Boulder Dam Hotel forced to close doors

13 July 2009

BOULDER CITY, Nevada -- Barring a miracle worthy of a Frank Capra script, the historic Boulder Dam Hotel won't open for guests, diners and history buffs Sunday.

The 20-room hotel and museum in downtown Boulder City is three months behind on its mortgage and last-minute appeals for money from the local government failed.

That leaves operators no choice but to shut down at midnight, which means the 76-year-old hotel, restaurant and museum will become a dark spot in the middle of Boulder City's historic district.

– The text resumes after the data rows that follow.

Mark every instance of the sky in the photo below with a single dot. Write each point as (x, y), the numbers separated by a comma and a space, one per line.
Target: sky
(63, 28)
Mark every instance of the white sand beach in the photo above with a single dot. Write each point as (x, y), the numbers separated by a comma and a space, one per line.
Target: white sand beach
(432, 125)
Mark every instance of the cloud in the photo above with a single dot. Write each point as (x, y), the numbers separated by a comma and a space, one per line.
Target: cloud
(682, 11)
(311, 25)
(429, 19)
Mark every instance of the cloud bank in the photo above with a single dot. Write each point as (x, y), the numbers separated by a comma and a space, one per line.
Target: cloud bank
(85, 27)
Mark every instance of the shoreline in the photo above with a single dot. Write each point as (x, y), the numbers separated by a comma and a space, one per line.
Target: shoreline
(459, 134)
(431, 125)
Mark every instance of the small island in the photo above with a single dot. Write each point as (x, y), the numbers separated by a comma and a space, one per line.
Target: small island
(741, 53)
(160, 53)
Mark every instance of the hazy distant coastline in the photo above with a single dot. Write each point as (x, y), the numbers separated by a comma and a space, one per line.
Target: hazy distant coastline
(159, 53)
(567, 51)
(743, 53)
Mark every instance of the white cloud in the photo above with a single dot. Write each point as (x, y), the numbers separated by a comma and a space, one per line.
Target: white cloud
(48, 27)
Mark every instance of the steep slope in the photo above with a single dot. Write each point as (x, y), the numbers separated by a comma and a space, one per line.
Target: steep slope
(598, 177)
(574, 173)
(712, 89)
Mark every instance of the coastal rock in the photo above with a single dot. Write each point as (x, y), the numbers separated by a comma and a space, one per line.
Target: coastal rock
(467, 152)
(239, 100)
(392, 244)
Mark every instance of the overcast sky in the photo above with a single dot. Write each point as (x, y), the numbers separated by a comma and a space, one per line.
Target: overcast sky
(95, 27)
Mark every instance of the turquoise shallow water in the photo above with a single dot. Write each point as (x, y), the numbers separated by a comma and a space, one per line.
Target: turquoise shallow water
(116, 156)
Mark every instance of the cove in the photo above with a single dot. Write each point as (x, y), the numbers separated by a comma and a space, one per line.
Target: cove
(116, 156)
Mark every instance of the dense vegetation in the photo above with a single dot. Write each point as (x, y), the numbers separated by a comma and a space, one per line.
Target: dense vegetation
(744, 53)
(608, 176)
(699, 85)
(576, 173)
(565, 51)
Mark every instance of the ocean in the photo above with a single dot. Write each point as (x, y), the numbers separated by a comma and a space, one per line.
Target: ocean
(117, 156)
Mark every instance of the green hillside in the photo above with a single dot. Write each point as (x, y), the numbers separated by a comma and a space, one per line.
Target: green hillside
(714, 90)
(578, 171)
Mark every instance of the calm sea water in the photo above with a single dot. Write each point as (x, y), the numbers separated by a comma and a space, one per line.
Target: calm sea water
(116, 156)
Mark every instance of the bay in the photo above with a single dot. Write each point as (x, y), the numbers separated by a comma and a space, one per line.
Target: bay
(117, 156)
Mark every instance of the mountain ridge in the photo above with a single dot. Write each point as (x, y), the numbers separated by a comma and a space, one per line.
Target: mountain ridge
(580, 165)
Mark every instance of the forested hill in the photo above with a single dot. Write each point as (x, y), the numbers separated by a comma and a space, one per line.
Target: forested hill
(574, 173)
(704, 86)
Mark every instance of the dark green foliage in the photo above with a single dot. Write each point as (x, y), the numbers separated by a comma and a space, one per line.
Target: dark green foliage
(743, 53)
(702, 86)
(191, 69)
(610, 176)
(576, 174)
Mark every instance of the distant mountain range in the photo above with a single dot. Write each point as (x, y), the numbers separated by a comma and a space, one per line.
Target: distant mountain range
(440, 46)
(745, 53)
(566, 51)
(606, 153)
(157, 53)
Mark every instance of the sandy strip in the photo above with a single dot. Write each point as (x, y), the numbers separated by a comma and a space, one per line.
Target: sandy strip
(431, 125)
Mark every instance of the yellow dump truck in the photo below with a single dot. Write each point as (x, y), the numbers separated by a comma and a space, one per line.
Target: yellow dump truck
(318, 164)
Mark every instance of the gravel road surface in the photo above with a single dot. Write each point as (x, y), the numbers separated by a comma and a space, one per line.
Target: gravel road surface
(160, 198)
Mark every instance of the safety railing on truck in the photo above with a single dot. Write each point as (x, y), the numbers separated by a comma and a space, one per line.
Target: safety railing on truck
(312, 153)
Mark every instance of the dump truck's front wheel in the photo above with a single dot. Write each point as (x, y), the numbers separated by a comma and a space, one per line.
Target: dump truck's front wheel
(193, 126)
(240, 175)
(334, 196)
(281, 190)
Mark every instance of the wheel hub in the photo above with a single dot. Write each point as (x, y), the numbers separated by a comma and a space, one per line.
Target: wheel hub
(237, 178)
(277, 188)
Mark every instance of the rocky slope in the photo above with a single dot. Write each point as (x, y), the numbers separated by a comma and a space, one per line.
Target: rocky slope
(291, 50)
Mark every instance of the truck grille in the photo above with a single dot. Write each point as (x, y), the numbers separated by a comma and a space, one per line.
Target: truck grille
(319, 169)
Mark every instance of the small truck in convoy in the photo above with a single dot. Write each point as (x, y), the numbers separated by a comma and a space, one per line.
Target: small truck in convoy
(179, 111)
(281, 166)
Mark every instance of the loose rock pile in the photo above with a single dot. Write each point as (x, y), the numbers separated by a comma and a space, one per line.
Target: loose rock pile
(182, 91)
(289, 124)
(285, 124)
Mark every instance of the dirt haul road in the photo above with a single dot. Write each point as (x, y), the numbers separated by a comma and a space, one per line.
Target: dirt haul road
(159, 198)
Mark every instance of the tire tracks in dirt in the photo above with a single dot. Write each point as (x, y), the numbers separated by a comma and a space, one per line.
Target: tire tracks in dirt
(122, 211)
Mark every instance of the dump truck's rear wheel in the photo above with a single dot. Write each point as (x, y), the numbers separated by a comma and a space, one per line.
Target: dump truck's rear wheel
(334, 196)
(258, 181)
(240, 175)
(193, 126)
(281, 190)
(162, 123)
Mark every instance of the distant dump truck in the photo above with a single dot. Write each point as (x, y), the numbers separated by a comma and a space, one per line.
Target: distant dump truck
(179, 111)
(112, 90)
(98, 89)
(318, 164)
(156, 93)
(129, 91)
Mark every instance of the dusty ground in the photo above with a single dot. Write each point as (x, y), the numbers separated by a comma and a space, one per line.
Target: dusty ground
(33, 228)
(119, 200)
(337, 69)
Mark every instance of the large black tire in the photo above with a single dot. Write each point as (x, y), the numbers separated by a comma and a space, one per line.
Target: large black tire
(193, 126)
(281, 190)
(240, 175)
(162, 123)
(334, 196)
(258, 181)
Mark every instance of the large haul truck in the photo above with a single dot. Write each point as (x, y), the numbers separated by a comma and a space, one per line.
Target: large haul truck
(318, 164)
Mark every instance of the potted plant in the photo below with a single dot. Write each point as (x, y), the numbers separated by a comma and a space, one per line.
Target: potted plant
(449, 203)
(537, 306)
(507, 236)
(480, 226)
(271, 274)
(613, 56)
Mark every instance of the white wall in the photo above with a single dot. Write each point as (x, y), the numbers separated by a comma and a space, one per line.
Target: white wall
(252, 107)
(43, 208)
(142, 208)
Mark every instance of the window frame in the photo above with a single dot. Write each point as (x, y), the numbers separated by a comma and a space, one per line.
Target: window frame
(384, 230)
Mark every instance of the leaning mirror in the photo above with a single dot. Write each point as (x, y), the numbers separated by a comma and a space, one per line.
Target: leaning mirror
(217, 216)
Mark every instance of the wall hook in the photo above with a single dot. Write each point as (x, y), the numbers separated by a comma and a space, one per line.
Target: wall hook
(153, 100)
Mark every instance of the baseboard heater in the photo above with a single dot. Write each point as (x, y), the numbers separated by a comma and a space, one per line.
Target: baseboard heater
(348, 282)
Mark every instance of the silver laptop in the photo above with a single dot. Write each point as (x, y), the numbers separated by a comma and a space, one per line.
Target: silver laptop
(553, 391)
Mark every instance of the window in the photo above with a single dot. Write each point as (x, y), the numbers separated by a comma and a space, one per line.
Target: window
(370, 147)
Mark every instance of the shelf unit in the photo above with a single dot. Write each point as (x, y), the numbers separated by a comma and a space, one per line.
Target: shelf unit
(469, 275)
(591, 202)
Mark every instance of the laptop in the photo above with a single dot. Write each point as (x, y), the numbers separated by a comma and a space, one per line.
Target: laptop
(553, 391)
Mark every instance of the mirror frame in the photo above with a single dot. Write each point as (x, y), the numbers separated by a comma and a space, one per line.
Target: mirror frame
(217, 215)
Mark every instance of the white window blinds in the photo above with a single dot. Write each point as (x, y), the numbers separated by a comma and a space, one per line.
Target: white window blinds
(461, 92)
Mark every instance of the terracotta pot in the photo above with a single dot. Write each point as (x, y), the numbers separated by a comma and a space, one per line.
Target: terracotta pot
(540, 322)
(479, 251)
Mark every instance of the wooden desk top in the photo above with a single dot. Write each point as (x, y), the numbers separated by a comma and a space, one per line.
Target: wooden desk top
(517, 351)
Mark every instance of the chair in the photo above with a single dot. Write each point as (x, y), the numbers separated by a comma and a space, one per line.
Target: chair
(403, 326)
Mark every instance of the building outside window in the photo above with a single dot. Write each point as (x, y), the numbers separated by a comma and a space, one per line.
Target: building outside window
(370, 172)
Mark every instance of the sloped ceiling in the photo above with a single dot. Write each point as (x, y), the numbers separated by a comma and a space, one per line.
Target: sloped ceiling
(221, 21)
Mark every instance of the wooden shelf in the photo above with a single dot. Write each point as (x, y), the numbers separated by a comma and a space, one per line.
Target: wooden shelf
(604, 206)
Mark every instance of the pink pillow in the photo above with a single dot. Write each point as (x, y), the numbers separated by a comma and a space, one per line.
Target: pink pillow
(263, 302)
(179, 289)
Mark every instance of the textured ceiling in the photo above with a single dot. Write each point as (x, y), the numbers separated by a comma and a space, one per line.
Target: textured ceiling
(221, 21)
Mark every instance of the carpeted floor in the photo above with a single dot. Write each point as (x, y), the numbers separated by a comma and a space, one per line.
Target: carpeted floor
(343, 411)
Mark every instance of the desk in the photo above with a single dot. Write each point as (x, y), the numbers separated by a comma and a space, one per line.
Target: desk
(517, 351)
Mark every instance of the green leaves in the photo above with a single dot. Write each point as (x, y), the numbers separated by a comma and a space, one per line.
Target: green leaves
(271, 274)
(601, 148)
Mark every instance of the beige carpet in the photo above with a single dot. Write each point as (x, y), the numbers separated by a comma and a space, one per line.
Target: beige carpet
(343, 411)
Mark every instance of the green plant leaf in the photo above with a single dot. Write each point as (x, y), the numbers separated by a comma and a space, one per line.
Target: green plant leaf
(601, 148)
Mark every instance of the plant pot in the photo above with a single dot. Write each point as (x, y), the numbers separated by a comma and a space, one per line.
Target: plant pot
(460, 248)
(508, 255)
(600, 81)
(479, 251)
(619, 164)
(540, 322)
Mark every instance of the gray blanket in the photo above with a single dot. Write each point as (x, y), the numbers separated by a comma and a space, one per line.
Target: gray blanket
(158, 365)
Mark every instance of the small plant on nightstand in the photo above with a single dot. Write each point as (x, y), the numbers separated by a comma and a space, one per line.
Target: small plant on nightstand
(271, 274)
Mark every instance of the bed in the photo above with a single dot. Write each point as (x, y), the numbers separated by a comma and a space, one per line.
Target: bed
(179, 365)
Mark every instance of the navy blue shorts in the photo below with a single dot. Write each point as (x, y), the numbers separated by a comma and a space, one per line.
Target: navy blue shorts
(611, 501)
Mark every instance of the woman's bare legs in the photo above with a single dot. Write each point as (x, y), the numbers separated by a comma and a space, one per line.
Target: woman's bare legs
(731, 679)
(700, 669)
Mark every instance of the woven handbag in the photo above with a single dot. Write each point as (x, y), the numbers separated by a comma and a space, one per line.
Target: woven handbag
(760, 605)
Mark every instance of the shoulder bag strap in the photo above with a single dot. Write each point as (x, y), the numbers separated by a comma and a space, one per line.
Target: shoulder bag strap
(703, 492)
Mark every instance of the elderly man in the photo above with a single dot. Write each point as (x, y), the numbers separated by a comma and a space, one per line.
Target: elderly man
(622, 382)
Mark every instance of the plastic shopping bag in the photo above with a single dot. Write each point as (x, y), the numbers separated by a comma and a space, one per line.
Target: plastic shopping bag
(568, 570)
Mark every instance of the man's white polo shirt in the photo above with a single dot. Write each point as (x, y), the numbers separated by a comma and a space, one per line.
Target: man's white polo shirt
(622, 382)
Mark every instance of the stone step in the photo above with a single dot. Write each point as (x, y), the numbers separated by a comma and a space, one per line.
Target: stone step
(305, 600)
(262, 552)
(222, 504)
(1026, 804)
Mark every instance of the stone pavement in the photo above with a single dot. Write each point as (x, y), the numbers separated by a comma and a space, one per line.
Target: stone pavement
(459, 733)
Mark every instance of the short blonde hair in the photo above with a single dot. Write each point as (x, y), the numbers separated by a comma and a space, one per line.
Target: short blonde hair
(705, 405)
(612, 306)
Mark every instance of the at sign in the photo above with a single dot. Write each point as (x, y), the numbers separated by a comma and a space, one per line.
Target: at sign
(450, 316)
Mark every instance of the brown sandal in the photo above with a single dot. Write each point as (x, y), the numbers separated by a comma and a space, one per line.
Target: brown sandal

It also will leave 22 mostly part-time workers without jobs and two on-site caretakers looking for a new place to live.

"I got a 30-day notice, too," said innkeeper Roger Shoaff who, along with his wife, Roseanne, runs day-to-day operations on behalf of the Boulder City Museum and Historical Association.

Some independent small businesses and offices inside will remain open for now.

The nonprofit association that owns the property hopes to raise $250,000 by Sept. 10 to reopen the property.

But Shoaff was planning to lay off staff, close the restaurant and shutter the guest rooms by midnight.

The two-story, white-brick structure, with 10 stately wood columns and green trim, originally opened in 1933, two years before Hoover Dam was complete.

In addition to housing famous guests such as James Cagney, Bette Davis and Howard Hughes, the property houses much of Boulder City's past as well in the form of journals, personal photographs, tools and supplies related to the construction of Hoover Dam -- the Great Depression-era edifice that altered the flow of the Colorado River, brought electricity and reliable irrigation supplies to much of the desert Southwest and put Boulder City on the map.

Those treasures, as Shoaff calls the artifacts, and the fact the hotel serves as a tourist attraction and community gathering place for Boulder City cultural events, aren't enough to keep the property viable through the current recession.

The hotel-museum has about $8,000 in monthly mortgage obligations, Shoaff said, and the occupancy rate has fallen from about 68 percent to 57 percent since the national economy went into a tailspin last year.

The historical association sought to raise private money before turning, unsuccessfully, to Boulder City's redevelopment agency on Monday to ask for about $135,000.

The group is also seeking grants from the federal government, but now that it is 90 days past-due on the mortgage, foreclosure appears imminent.

"We can't compare ourselves to a casino that can give away a room for $9 and make money from other things," said Shoaff of the historic property's niche in the marketplace.

Shoaff and others say characterizing their request to the city as a ploy to prop up a business with government money is unfair.

They say the hotel is merely one asset of a beloved local institution that has seen other sources of funding, such as grants from Clark County, dry up in hard times.

"That is really what I find offensive, this isn't about making a multimillion-dollar mortgage payment or paying off big bondholders," said Michael Green, a history professor at College of Southern Nevada.

Green, who was married at the hotel, said it appears the fate of the property has become mired in local politics. He said the Boulder City community has the resources to step in and keep the property viable.

"There are enough residents there to put something forward that they should be ashamed of themselves if they don't," Green said.

So far, though, there hasn't been enough political momentum to rescue the hotel and keep the museum open.

The redevelopment agency deadlocked 2-2 Monday on a vote to provide a loan that would carry it through the summer.

"I think they really dropped the ball there," said redevelopment agency and City Council member Travis Chandler, who voted against the loan proposal. "Maybe it needs new management, a fresh perspective."

Chandler said he didn't consider the merits of the hotel and museum when he cast his vote because, as far as he was concerned, it is improper for a redevelopment agency to fund ongoing operations.

"This is simply a question of getting past the law," he said.

Cam Walker, another member of the redevelopment agency and the City Council, has a different take. He voted in favor of the loan and said politics is at play.

"It goes back to a decision of elected officials," Walker said. "Our motion was not to be throwing money around because someone asked."

Meanwhile, the hotel and museum is set to close and the cost to preserve it as-is keeps growing.

Shoaff said depending on how long it is closed, there could be new costs for business licenses and health code obligations.